今さら聞けない「UTM」「EPP」「EDR」の違いと役割〜中小企業に必要なセキュリティ

「ウイルス対策ソフトを入れているから大丈夫」は過去の話
かつてはウイルス対策ソフト(アンチウイルス)を導入すれば多くの脅威を防ぐことができました。しかし現代の攻撃ツールは、アンチウイルスに検知されないよう設計された「ゼロデイ型」や、正規プロセスを悪用する「ファイルレス型」が増えています。

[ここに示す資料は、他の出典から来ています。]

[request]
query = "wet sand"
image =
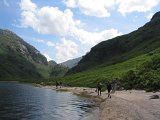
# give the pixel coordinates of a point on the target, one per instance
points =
(124, 105)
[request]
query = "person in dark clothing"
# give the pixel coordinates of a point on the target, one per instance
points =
(56, 84)
(109, 88)
(99, 88)
(60, 84)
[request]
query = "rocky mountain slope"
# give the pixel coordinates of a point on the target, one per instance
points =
(19, 60)
(122, 48)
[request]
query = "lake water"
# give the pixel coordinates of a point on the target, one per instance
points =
(26, 102)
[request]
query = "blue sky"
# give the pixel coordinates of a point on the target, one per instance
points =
(66, 29)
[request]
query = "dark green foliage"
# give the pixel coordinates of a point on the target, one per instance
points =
(122, 48)
(19, 60)
(147, 76)
(57, 70)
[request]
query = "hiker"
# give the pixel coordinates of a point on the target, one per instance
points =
(60, 84)
(99, 88)
(56, 85)
(109, 88)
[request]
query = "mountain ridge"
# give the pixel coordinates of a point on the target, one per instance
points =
(121, 48)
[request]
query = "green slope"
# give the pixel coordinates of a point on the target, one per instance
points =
(19, 60)
(122, 48)
(118, 72)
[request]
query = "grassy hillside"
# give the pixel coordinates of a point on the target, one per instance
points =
(119, 72)
(122, 48)
(19, 60)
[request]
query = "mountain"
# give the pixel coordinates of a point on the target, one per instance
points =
(122, 48)
(71, 63)
(19, 60)
(57, 70)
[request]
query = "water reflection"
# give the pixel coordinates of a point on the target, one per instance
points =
(23, 102)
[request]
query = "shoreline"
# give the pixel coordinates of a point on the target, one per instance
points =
(124, 105)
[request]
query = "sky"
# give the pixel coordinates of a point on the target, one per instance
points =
(67, 29)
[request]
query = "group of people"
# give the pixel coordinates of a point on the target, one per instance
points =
(99, 89)
(58, 84)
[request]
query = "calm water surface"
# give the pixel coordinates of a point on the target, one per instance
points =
(26, 102)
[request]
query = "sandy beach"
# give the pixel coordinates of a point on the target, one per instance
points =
(124, 105)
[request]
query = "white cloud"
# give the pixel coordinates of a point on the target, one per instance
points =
(48, 57)
(27, 5)
(39, 40)
(100, 8)
(92, 38)
(51, 20)
(149, 16)
(70, 3)
(129, 6)
(6, 3)
(46, 20)
(66, 50)
(51, 44)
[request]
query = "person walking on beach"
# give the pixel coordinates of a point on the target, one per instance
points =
(56, 85)
(109, 88)
(99, 88)
(60, 84)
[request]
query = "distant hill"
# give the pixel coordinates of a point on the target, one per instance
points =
(122, 48)
(19, 60)
(71, 63)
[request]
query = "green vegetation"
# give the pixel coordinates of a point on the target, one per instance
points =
(19, 60)
(122, 48)
(142, 72)
(132, 60)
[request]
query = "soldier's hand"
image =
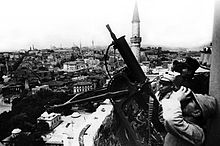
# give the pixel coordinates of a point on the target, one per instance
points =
(181, 94)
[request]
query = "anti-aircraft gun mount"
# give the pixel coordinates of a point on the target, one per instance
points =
(135, 105)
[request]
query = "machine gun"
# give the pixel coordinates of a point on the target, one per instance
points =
(130, 87)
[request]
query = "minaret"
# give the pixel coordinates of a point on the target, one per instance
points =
(136, 39)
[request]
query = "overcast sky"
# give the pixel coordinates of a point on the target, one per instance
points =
(45, 23)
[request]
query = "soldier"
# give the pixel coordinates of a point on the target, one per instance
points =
(185, 114)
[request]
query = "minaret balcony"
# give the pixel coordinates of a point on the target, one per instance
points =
(135, 39)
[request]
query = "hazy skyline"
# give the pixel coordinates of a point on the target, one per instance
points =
(45, 23)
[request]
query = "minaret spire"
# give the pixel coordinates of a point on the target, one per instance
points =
(136, 39)
(135, 14)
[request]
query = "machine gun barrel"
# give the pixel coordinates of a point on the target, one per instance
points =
(128, 57)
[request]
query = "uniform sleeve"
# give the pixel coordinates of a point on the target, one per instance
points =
(177, 126)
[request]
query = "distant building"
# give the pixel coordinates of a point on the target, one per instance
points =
(53, 119)
(73, 66)
(82, 87)
(38, 88)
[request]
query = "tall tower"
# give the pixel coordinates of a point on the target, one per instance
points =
(136, 39)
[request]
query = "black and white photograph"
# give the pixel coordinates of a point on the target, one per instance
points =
(109, 72)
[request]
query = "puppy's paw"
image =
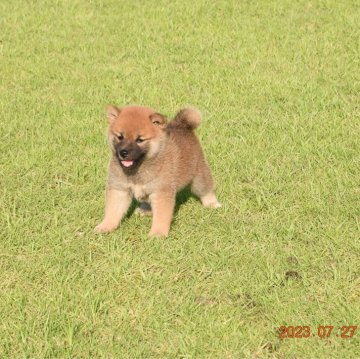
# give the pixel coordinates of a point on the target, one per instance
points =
(144, 210)
(157, 234)
(210, 201)
(104, 228)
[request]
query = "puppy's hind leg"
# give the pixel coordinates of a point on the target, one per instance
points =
(203, 187)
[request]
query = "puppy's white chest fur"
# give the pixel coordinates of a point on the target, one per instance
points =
(139, 192)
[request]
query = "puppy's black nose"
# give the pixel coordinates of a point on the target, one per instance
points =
(124, 153)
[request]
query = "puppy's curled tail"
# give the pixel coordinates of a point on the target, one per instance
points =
(186, 119)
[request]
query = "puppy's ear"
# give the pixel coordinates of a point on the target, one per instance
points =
(112, 112)
(158, 120)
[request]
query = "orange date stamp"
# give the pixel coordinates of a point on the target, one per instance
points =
(322, 331)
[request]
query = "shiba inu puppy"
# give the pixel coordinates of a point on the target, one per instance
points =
(152, 160)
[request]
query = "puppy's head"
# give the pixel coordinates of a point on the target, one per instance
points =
(135, 134)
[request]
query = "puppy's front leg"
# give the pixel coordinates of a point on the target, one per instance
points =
(162, 204)
(117, 204)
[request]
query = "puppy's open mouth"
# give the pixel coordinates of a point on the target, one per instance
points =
(128, 163)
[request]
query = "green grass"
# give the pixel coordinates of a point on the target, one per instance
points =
(278, 83)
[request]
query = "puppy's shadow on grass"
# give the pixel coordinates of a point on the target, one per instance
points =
(182, 197)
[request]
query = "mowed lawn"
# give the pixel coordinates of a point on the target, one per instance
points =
(278, 83)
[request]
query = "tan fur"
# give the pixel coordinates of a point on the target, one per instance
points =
(173, 159)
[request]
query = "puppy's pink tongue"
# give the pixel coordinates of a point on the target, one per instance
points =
(127, 163)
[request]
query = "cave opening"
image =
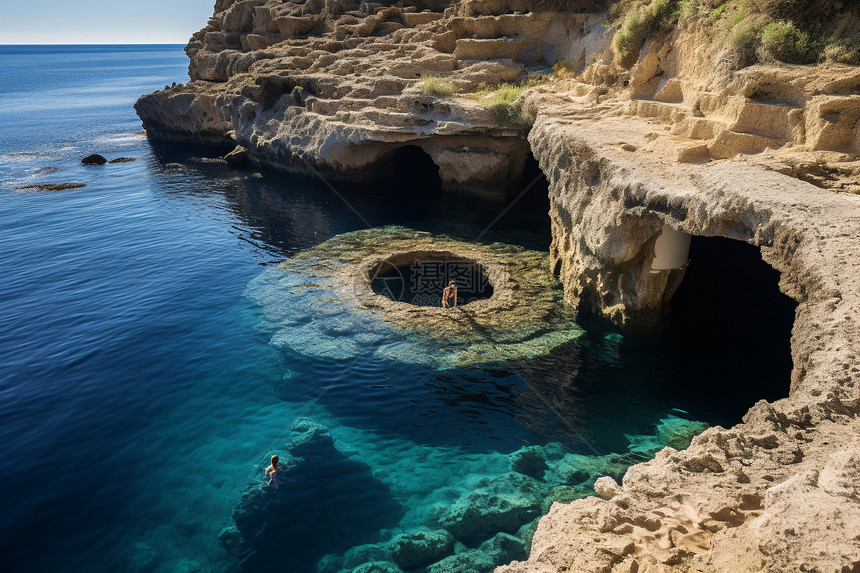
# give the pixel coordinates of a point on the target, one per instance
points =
(731, 325)
(420, 279)
(724, 345)
(413, 168)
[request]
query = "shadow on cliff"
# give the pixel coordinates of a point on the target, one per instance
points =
(725, 344)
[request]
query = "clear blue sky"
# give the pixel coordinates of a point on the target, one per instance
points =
(101, 21)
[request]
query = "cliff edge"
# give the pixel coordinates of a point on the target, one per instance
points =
(709, 118)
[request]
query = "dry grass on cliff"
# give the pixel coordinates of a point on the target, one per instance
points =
(788, 31)
(502, 101)
(437, 86)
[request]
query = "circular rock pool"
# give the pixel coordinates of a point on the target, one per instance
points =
(331, 301)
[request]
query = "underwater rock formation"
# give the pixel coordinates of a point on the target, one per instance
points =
(271, 523)
(473, 521)
(320, 302)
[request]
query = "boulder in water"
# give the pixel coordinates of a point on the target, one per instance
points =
(94, 159)
(530, 461)
(378, 567)
(238, 158)
(416, 549)
(311, 436)
(504, 548)
(505, 504)
(470, 561)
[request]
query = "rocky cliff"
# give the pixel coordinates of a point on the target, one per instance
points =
(643, 118)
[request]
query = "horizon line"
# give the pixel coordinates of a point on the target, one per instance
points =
(93, 44)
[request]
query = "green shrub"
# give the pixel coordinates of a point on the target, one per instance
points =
(744, 37)
(501, 99)
(688, 9)
(718, 11)
(490, 95)
(784, 42)
(639, 25)
(507, 114)
(437, 86)
(564, 69)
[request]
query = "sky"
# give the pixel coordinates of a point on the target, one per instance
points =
(102, 21)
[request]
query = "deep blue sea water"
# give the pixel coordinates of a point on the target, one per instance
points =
(139, 396)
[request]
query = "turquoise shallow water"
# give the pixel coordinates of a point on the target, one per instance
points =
(139, 394)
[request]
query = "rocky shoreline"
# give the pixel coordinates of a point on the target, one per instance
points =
(768, 155)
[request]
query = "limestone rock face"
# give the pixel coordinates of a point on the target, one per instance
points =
(777, 492)
(334, 87)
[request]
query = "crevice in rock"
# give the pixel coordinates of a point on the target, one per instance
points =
(729, 309)
(413, 167)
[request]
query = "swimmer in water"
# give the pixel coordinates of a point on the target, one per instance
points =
(272, 472)
(448, 294)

IPAの調査では、ランサムウェア被害を受けた組織の多くが「ウイルス対策ソフトを導入していた」と報告しています。現代のセキュリティには、UTM・EPP・EDRという3つの異なる役割を持つ対策を組み合わせる「多層防御」が必要です。
UTM(統合脅威管理)──「ネットワークの入口」を守る門番
UTM(Unified Threat Management:統合脅威管理)は、ファイアウォール・IPS・Webフィルタリング・メールフィルタリング・VPNなど複数のセキュリティ機能を1台の機器に集約したネットワークセキュリティ機器です。会社のインターネット接続の「入口」に設置して使います。
UTMの主な機能
・ファイアウォール:外部からの不正な通信をブロック
・IPS/IDS:不正侵入の試みを検知・防御
・Webフィルタリング:危険なウェブサイトへのアクセスをブロック
・メールフィルタリング:フィッシングメール・マルウェア添付を遮断
・VPN:安全なリモートアクセスの実現
UTMのメリット・デメリット
【メリット】1台で複数機能を管理でき、ネットワーク全体を一括保護。設定・管理が比較的シンプルでコスト効率が高い。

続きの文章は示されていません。